Prior to due presentment of this Security for registration of transfer, the Company, the Trustee and any agent of the Company or the Trustee may treat the Person in whose name this Security is registered as the owner hereof for all purposes, whether or not this Security be overdue, and neither the Company, the Trustee nor any such agent shall be affected by notice to the contrary.

 

4

 

 

No recourse under or upon any obligation, covenant or agreement contained in the Indenture or in this Security, or because of any indebtedness evidenced thereby, shall be had against any promoter, as such, or against any past, present or future stockholder, partner, director, officer, employee, agent thereof or trustee, as such, of the Company or of any successor thereof, either directly or through the Company or any successor thereof, under any rule of law, statute or constitutional provision or by the enforcement of any assessment or by any legal or equitable proceeding or otherwise, all such liability being expressly waived and released by the acceptance of this Security by the Holder thereof and as part of the consideration for the issue of the Securities of this series.

 

All terms used in this Security which are defined in the Indenture shall have the meanings assigned to them in the Indenture.

 

THE INDENTURE AND THE SECURITIES, INCLUDING THIS SECURITY, SHALL BE GOVERNED BY AND CONSTRUED IN ACCORDANCE WITH THE LAW OF THE STATE OF NEW YORK.

 

Pursuant to a recommendation promulgated by the Committee on Uniform Security Identification Procedures, the Company has caused “CUSIP” numbers to be printed on the Securities of this series as a convenience to the Holders of such Securities.

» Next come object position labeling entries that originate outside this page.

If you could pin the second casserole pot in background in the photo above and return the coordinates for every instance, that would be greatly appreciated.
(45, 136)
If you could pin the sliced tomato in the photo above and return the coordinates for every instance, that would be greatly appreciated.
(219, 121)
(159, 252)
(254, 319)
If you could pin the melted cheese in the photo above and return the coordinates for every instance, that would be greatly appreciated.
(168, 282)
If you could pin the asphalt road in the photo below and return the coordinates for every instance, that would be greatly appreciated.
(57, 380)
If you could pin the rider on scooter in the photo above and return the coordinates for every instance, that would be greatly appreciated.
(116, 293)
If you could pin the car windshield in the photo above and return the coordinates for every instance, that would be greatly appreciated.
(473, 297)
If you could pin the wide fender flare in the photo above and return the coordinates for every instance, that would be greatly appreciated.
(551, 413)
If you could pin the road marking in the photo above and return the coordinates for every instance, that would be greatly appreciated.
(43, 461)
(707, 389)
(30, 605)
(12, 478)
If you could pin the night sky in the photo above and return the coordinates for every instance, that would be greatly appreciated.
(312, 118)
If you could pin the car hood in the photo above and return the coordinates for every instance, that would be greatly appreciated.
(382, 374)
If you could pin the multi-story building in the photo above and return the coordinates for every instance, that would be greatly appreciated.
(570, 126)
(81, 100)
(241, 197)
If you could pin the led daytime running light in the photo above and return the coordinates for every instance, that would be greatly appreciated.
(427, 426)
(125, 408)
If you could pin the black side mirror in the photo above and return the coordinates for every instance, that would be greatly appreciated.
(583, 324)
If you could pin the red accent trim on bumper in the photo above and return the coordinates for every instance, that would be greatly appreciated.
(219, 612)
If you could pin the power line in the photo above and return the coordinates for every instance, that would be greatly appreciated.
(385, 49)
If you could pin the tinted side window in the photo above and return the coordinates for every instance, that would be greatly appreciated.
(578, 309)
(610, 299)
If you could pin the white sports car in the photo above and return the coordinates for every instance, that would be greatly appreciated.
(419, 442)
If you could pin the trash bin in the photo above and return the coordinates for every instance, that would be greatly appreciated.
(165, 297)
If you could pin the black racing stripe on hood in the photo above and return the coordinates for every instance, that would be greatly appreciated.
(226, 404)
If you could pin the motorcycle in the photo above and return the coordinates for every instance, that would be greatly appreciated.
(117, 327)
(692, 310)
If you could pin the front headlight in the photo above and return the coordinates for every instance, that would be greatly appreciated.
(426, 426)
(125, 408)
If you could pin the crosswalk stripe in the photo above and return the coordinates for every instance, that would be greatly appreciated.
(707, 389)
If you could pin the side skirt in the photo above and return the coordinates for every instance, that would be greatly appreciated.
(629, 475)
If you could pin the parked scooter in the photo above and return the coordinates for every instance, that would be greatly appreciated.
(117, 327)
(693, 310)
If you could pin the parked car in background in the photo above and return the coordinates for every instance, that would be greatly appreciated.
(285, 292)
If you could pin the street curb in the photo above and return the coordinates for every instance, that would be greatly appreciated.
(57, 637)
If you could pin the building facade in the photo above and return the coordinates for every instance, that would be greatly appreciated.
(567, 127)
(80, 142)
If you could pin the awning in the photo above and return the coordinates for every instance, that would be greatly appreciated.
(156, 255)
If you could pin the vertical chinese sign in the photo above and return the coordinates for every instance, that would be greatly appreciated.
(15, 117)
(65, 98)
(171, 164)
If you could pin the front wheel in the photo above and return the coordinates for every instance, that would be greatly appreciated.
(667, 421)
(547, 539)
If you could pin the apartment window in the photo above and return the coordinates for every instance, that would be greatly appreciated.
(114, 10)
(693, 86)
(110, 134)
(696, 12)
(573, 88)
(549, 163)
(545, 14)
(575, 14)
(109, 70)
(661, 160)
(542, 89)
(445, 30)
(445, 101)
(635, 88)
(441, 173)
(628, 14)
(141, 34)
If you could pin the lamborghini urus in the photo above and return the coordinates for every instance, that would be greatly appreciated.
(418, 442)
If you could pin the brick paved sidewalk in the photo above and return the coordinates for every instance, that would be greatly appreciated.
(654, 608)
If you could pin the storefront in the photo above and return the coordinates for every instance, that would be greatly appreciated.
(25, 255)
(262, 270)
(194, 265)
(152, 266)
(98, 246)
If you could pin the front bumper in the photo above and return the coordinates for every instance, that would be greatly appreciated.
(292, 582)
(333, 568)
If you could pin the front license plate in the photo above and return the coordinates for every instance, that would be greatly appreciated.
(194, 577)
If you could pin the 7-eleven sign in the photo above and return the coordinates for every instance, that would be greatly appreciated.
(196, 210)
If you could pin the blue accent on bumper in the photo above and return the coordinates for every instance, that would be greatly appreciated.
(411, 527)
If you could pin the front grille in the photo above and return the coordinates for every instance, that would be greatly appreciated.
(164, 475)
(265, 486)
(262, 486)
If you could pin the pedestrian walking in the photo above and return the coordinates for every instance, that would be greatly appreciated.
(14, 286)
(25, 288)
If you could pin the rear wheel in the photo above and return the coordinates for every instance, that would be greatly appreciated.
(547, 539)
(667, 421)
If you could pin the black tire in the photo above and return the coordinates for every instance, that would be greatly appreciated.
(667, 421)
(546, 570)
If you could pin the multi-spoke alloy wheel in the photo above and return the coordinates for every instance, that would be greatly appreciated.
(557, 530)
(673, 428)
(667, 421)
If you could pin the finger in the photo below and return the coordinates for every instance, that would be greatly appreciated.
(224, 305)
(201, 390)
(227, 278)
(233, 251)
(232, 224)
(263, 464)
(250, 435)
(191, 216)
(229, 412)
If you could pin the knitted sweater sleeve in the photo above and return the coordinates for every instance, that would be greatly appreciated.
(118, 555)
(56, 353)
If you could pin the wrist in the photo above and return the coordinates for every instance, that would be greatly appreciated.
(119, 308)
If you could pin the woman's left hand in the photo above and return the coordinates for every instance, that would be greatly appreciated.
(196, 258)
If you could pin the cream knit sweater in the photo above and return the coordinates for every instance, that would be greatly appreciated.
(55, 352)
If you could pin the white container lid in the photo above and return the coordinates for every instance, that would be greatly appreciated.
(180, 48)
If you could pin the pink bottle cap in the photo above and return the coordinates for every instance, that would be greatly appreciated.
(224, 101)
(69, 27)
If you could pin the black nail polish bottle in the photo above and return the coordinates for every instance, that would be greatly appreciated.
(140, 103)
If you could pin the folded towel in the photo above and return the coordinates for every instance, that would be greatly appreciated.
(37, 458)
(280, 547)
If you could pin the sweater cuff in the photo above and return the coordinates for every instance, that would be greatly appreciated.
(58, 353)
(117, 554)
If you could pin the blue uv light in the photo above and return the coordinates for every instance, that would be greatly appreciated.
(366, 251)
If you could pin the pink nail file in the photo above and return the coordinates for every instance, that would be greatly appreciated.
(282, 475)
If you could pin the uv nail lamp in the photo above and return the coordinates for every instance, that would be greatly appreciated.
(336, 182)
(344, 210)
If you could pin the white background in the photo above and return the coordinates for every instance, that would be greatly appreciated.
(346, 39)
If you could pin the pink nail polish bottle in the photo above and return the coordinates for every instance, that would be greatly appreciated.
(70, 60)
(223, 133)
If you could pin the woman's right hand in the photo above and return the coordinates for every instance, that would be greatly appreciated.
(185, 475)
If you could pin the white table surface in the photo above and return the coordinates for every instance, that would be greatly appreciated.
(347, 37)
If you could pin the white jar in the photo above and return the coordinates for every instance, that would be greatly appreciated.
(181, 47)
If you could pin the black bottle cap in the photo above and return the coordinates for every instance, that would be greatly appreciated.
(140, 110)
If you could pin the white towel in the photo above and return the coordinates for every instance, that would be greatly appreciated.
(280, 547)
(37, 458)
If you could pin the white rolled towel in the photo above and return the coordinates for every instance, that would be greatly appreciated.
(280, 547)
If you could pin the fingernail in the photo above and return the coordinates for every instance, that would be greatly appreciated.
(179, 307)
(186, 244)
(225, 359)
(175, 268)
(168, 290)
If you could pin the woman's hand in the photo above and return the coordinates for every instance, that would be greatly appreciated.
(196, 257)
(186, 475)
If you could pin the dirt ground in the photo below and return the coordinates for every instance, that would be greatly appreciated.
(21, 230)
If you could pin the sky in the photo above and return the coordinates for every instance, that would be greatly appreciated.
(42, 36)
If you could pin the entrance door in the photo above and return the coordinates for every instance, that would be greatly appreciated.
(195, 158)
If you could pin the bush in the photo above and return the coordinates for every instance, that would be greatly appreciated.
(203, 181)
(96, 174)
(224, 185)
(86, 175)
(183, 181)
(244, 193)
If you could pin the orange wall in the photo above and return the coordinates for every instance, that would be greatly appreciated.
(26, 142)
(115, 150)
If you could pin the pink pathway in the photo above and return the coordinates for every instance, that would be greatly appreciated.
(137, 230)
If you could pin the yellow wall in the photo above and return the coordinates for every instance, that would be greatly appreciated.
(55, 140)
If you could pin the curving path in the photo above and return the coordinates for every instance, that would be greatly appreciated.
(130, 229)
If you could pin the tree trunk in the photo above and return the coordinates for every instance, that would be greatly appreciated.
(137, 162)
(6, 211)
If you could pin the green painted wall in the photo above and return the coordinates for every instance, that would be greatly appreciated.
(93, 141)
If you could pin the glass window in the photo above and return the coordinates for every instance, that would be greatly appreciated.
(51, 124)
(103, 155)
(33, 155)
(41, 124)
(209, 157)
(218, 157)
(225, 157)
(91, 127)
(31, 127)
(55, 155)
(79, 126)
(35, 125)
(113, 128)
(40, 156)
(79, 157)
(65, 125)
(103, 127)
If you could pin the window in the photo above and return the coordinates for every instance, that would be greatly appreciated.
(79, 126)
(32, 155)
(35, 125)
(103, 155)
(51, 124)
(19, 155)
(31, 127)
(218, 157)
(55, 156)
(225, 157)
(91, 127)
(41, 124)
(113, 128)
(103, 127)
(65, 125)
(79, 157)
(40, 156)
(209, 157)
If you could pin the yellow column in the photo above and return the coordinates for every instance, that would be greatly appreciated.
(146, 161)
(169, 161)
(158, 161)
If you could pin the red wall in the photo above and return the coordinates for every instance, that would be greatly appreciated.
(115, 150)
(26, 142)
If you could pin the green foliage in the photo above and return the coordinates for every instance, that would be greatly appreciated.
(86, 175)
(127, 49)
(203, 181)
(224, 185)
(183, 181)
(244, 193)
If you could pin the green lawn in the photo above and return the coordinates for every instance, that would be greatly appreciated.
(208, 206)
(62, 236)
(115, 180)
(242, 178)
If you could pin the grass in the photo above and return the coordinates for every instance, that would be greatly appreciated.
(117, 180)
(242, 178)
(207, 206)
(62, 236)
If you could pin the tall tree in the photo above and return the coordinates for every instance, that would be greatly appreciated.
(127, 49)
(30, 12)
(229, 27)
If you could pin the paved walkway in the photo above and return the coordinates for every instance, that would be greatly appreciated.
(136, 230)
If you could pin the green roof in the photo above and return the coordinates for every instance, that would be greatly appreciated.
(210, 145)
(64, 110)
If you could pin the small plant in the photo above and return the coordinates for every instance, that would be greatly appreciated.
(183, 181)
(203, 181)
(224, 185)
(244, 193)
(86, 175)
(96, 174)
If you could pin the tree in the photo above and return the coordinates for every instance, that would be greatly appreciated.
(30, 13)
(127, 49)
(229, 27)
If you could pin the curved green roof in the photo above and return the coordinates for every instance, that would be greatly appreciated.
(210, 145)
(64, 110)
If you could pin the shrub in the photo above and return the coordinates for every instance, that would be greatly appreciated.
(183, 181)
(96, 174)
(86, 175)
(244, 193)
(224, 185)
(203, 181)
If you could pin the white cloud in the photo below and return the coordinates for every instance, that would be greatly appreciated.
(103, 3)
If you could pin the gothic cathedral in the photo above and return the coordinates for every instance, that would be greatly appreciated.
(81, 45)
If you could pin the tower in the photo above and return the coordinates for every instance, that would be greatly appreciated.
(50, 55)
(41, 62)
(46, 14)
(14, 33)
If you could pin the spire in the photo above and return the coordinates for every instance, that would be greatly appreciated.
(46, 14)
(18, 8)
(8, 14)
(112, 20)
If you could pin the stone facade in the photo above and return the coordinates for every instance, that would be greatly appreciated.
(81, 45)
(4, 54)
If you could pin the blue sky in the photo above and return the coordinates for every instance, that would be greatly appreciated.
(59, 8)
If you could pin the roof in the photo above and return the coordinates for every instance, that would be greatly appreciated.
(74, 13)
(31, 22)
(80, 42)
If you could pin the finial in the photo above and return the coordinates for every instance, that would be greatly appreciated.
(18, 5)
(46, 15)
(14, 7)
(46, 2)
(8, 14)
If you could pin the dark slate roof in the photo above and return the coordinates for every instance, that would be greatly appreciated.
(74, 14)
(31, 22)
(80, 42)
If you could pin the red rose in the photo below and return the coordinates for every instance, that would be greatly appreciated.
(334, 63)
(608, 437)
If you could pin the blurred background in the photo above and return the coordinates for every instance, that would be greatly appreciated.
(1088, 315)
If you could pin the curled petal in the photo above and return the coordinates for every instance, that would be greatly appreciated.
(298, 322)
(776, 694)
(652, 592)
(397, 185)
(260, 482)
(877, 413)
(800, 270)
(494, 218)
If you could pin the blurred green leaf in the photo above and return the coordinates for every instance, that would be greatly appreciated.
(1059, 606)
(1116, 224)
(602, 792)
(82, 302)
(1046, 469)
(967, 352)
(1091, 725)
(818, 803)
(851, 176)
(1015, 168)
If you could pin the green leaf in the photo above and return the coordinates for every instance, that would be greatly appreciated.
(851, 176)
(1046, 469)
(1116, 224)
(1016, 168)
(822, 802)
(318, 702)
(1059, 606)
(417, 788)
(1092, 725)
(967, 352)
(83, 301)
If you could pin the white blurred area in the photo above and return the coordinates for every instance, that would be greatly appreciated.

No representation is made as to the correctness or accuracy of such CUSIP numbers as printed on the Securities, and reliance may be placed only on the other identification numbers printed hereon.

 

[This space intentionally left blank.]

 

5

 

 

Unless the certificate of authentication hereon has been executed by or on behalf of the Trustee by manual signature, this Security shall not be entitled to any benefit under the Indenture or be valid or obligatory for any purpose.

 

IN WITNESS WHEREOF, the Company has caused this instrument to be duly executed by the undersigned officer.

 

  PROLOGIS, L.P.
   
  By: Prologis, Inc., its sole general partner
   
  By:  
    Name: Michael T. Blair
    Title:

Assistant Secretary and Management Director, Deputy General Counsel

 

Attest  
   
   
By:    
  Name: Deborah K. Briones  
  Title:

Managing Director and Deputy General Counsel

 

 

Dated: October 6, 2022

 

[Signature Page to Global Note due September 2028]

 

 

 

TRUSTEE’S CERTIFICATE OF AUTHENTICATION:

 

This is one of the Securities of the series designated therein referred to in the within-mentioned Indenture.

 

U.S. BANK TRUST COMPANY, NATIONAL ASSOCIATION,
as trustee  
   
By:    
  Authorized Officer  

 

[Certificate of Authentication to Global Note due September 2028]

 

 

 

ASSIGNMENT FORM

 

FOR VALUE RECEIVED, the undersigned hereby sells, assigns and transfers unto

 

PLEASE INSERT SOCIAL
SECURITY OR OTHER IDENTIFYING
NUMBER OF ASSIGNEE

 

(Please Print or Typewrite Name and Address including
Zip Code of Assignee)

 

the within-mentioned Security of Prologis, L.P. and hereby does irrevocably constitute and appoint                                     Attorney to transfer said Security on the books of the within-named Company with full power of substitution in the premises.

 

Dated: _________________

 

NOTICE: The signature to this assignment must correspond with the name as it appears on the first page of the within-mentioned Security in every particular, without alteration or enlargement or any change whatever.